A votação do projeto que propõe a elevação do limite de faturamento do Microempreendedor Individual (MEI) para R$ 140 mil foi adiada pela Câmara dos Deputados para depois do recesso parlamentar, que se encerra em agosto. A decisão ocorre devido à falta de acordo com o governo, especialmente em relação à revisão das faixas de alíquotas do Simples Nacional, ponto que encontra resistência no Ministério da Fazenda.
O presidente da Câmara, Arthur Lira (Republicanos-PB), inicialmente demonstrava a intenção de votar a proposta ainda em julho. No entanto, a avaliação entre os parlamentares é que o tempo se tornou insuficiente para consolidar um acordo que viabilizasse a aprovação no prazo original, diante da complexidade do impasse envolvendo o Simples.
Os deputados insistem na inclusão no projeto de um reajuste nas faixas do Simples e na automação da correção do teto de faturamento do MEI pela inflação. Contudo, a equipe econômica do governo diverge, principalmente sobre o Simples, devido ao impacto fiscal estimado em R$ 50 bilhões anuais.
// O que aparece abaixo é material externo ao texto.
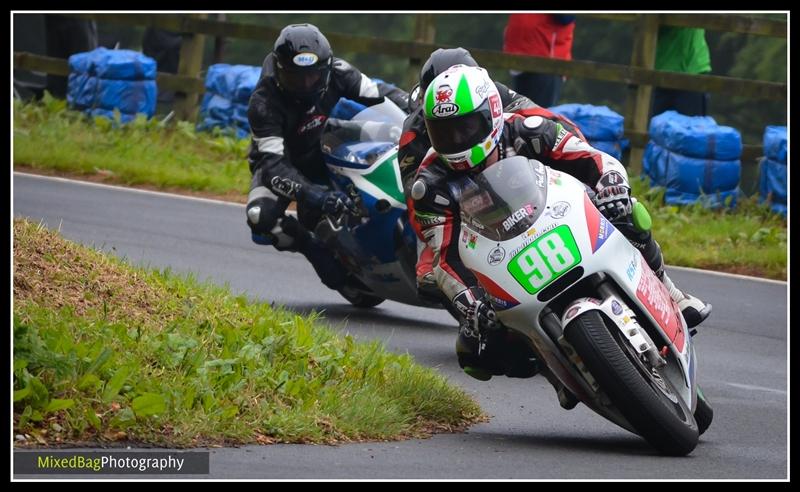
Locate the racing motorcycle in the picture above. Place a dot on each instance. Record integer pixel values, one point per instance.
(571, 287)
O relator do projeto na comissão especial, deputado Jorge Goetten (Republicanos), informou que o Ministério da Fazenda e a Receita Federal solicitaram prazo até agosto para apresentar cálculos mais aprofundados sobre as possíveis alterações no Simples. Goetten se reuniu com Arthur Lira e destacou que o presidente da Câmara também considera crucial a inclusão do Simples na proposta, embora as condições e o limite ainda sejam objeto de debate.
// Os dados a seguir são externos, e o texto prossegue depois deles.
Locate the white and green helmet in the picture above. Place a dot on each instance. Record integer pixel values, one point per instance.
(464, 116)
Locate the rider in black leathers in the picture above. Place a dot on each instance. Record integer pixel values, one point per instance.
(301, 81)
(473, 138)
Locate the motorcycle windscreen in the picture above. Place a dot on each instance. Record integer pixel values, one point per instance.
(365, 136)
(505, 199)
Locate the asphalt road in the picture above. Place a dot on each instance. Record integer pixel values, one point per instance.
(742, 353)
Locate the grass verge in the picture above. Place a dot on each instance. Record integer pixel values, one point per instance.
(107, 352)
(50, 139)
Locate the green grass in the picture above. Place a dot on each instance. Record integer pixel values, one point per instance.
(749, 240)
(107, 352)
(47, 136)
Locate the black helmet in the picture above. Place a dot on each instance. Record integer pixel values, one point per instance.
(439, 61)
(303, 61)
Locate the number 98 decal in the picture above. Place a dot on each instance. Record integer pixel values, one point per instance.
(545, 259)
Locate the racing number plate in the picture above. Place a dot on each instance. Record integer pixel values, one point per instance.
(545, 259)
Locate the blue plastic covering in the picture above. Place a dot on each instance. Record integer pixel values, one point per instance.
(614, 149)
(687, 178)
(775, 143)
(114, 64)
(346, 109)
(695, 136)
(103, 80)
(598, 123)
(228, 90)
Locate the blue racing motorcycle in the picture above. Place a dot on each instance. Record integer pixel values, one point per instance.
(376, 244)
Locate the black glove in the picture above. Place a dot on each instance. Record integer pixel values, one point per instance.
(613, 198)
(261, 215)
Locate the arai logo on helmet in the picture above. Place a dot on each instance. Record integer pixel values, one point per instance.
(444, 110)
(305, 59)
Novas estimativas da Fazenda indicam um impacto de R$ 8,1 bilhões com o aumento do teto do MEI em 2029, uma elevação em relação à projeção anterior de R$ 4 bilhões para os anos de 2027 e 2028. A proposta em discussão prevê a elevação do limite de R$ 81 mil para R$ 110 mil em 2026 e para R$ 140 mil no ano seguinte.
Para contornar a resistência, membros da comissão sugerem a criação de novas alíquotas para o MEI, além da contribuição atual de 5% que garante cobertura previdenciária, e a redução do prazo para exclusão de inadimplentes do programa. Paralelamente, o Executivo enviou uma proposta semelhante, visando as eleições, que será anexada ao projeto em tramitação no colegiado.